Hämofiltratfraktionen mit positiven Effekten werden in enger Kooperation mit der Universität Ulm (Dr. Rosenau, Ulmer Zentrum für Peptidpharmazeutika, U-PEP, Universität Ulm, Aptamertechnologie) subfraktioniert und näher charakterisiert, um die effektvermittelnde Komponente weiter zu identifizieren.
Positiv wirkende Substanzen werden auf ihre Auswirkungen hinsichtlich der Produktqualität (Aggregationsstatus, Glykosylierungsmuster) näher untersucht. Es schließen sich intensive Zell- und molekularbiologische Untersuchungen zum Wirkmechanismus an, welche eine rationale Bioprozess-/Medien- und Zelllinienoptimierung ermöglichen sollen.

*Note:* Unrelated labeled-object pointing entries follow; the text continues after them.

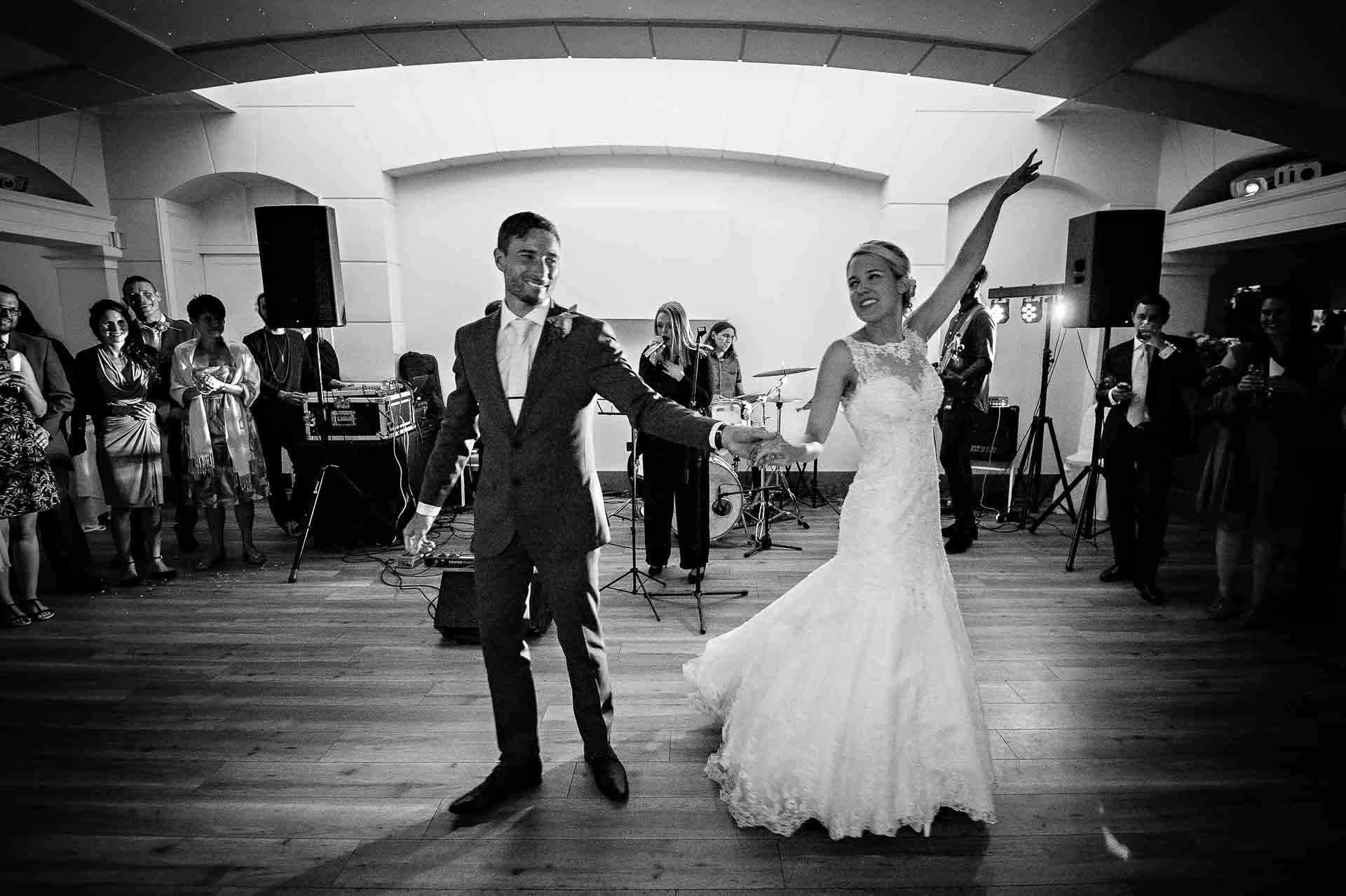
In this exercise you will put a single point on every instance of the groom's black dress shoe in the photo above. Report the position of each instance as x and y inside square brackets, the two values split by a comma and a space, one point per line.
[1151, 595]
[610, 778]
[503, 782]
[1115, 573]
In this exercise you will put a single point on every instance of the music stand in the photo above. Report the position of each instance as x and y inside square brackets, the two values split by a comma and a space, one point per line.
[323, 424]
[634, 572]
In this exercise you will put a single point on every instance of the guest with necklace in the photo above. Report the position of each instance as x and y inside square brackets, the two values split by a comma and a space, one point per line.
[217, 381]
[165, 334]
[114, 385]
[279, 414]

Die geplanten Arbeiten umfassen ein breites Spektrum zellbiologischer, molekularbiologischer sowie biochemischer Methoden.

Voraussetzung für eine Bewerbung ist der erfolgreiche Abschluss eines Masterstudiums (oder ein vergleichbarer Abschluss) in den Lebenswissenschaften. Der/Die Bewerber/in sollte neben wissenschaftlicher Neugier, Enthusiasmus und Teamfähigkeit idealerweise bereits Kenntnisse in der Kultivierung tierischer Zelllinien mitbringen.

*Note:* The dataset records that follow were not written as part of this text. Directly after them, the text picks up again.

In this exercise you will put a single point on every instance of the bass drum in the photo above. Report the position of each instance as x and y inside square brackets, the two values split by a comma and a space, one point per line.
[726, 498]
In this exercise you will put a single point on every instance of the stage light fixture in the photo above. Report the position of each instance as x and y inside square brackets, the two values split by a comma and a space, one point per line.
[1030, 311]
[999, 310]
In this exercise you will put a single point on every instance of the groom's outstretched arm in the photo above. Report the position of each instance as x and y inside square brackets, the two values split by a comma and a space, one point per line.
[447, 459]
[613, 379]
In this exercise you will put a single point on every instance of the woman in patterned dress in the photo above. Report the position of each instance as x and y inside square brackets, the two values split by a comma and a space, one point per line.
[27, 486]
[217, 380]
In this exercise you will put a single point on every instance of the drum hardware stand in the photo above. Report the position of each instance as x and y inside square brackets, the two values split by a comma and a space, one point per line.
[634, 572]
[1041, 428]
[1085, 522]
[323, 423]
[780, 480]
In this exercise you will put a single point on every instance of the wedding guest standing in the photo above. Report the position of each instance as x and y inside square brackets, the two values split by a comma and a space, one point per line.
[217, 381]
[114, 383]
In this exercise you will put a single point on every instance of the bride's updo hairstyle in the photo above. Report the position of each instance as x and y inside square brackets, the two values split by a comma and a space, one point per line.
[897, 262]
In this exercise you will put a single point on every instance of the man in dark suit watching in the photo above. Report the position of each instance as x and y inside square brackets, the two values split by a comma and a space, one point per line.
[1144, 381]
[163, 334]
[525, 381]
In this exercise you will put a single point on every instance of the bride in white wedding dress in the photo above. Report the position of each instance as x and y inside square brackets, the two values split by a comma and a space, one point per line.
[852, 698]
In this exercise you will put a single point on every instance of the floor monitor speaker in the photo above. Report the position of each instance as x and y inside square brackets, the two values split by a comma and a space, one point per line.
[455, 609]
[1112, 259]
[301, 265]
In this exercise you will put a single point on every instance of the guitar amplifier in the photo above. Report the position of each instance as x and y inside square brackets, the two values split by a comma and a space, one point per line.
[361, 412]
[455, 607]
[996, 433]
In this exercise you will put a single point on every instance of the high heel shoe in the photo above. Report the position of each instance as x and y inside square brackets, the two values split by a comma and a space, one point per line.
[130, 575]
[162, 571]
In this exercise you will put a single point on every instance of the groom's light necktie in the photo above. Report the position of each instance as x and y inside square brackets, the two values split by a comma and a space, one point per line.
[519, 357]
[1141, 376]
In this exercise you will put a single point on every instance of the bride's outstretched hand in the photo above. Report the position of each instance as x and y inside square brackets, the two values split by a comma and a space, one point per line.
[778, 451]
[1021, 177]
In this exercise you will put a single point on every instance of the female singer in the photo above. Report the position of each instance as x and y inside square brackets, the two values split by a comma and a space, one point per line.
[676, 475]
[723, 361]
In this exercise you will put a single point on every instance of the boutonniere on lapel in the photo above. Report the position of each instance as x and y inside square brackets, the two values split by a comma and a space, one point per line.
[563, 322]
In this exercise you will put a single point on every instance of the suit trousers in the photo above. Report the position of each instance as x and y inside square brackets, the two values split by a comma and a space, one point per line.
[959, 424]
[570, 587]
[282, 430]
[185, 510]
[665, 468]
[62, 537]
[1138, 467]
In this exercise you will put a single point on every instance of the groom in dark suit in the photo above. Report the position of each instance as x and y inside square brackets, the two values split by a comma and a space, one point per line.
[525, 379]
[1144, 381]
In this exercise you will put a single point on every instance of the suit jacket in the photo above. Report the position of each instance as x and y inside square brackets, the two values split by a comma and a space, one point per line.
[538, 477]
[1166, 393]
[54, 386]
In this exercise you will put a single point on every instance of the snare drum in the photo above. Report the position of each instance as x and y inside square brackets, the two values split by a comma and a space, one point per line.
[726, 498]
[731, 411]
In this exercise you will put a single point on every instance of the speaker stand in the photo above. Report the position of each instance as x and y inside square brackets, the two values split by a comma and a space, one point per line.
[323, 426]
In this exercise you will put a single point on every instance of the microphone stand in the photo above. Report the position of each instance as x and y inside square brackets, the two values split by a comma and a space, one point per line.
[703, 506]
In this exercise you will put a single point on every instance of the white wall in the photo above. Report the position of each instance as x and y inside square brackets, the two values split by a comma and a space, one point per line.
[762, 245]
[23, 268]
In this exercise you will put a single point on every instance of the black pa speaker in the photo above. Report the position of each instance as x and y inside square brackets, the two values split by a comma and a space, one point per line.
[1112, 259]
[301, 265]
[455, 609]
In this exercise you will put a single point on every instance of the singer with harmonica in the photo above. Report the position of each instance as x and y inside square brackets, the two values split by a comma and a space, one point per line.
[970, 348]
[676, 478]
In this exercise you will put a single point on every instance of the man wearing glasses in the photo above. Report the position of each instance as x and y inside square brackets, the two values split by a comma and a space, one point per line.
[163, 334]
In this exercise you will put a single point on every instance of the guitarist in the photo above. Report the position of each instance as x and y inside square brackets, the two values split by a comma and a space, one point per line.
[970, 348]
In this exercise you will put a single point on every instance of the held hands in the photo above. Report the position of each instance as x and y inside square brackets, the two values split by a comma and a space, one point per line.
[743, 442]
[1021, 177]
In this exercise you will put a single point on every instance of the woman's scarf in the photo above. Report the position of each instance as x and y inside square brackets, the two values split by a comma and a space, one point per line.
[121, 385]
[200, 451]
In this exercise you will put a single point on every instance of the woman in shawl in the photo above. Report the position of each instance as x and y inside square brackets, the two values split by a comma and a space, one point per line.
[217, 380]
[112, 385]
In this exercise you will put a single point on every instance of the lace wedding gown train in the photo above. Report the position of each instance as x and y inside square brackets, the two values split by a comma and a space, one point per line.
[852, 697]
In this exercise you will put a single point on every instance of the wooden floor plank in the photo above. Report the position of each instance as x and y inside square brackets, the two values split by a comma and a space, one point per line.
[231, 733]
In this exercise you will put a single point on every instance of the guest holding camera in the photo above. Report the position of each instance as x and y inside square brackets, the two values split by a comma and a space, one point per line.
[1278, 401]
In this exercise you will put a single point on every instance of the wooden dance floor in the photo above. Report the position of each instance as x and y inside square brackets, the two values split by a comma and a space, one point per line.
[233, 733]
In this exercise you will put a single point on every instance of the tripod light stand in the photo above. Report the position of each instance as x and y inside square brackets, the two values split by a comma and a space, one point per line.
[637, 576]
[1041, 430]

Bitte senden Sie Ihre aussagekräftigen Bewerbungsunterlagen bis 01.05.2015 an:
 
Prof. Dr. Jürgen Hannemann
Institut für Angewandte Biotechnologie
Hochschule Biberach
Karlstraße 11
88400 Biberach
Tel:  +49 (0)7351/ 582-450
Fax: +49 (0)7351/ 582-469
Email: hannemann@hochschule-bc.de

Projekt KZ06 "Strukturuntersuchungen an bakteriell exprimierten, rückgefalteten Membranproteinen mithilfe von fluoreszierenden Nanodiamant-Sensoren und durch Röntgenstrukturanalyse"

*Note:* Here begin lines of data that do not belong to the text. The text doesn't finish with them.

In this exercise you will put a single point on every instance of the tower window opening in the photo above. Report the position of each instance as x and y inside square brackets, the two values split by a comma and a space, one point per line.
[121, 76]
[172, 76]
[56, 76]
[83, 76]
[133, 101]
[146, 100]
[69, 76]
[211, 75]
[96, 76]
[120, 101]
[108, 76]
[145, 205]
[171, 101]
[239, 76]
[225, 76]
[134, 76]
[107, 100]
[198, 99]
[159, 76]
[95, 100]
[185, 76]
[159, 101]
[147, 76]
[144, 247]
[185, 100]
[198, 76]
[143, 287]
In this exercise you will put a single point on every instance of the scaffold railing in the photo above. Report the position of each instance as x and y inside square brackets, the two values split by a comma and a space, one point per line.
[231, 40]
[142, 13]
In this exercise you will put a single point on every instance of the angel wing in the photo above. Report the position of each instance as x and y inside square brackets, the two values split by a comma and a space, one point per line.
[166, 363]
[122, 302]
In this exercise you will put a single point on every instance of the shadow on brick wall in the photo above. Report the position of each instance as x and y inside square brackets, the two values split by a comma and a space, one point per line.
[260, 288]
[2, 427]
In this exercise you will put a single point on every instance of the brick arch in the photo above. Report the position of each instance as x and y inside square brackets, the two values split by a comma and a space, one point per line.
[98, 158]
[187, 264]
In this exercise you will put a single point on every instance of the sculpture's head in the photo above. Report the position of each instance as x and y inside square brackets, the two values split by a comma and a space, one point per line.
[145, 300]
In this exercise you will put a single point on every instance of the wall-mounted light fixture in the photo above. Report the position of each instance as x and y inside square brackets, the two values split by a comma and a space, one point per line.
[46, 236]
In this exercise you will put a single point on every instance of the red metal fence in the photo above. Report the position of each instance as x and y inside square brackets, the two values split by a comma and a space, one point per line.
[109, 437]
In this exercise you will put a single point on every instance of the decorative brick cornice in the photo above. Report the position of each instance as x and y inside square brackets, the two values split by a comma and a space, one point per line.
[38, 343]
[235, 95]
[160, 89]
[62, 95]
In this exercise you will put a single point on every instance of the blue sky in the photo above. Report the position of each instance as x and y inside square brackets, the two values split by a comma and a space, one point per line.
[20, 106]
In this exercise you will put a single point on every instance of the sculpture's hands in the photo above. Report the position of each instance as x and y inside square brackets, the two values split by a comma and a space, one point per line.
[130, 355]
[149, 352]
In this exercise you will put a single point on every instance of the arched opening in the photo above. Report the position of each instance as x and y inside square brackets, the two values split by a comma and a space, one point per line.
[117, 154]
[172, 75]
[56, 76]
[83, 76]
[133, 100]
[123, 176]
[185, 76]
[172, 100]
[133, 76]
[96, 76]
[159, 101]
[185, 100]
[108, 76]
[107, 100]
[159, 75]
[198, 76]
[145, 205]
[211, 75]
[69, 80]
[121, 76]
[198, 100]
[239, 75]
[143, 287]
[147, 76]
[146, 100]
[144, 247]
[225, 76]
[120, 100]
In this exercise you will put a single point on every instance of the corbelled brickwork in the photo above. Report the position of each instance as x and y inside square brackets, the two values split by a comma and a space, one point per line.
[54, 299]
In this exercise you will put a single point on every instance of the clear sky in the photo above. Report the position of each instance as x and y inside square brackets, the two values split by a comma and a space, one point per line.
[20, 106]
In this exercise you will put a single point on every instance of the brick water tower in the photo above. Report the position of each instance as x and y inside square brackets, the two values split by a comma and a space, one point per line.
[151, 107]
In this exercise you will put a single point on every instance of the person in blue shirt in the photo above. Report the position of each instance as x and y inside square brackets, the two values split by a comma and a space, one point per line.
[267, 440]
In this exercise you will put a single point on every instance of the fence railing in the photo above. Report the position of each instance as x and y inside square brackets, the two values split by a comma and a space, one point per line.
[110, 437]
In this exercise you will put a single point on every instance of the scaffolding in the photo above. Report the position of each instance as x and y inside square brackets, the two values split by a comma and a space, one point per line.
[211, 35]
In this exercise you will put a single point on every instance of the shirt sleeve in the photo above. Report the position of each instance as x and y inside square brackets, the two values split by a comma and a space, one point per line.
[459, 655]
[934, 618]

G-proteingekoppelte Rezeptoren (GPCRs) und andere Membranproteine wirken als Zielmoleküle für ca. 2/3 aller derzeit oral verabreichten Medikamente. Strukturinformationen sind daher von unschätzbarem Wert für die Wirkstoffentwicklung. Obwohl ca. 20 Röntgenstrukturen von GPCRs bekannt sind, gibt es bisher keine Routinemethode, um ausreichende Mengen beliebiger GPCR-Proteine in einer für die Kristallisation ausreichenden Qualität herzustellen. Im vorliegenden Projekt sollen GPCRs bakteriell exprimiert, rückgefaltet (Nature 491:779 (2012)) und in lipidischen kubischen Phasen kristallisiert werden. Zur Stabilisierung der Proteine werden flexible Bereiche durch rigide Domänen ersetzt. Die Röntgenstrukturanalyse findet in Kooperation mit der Universität Heidelberg statt.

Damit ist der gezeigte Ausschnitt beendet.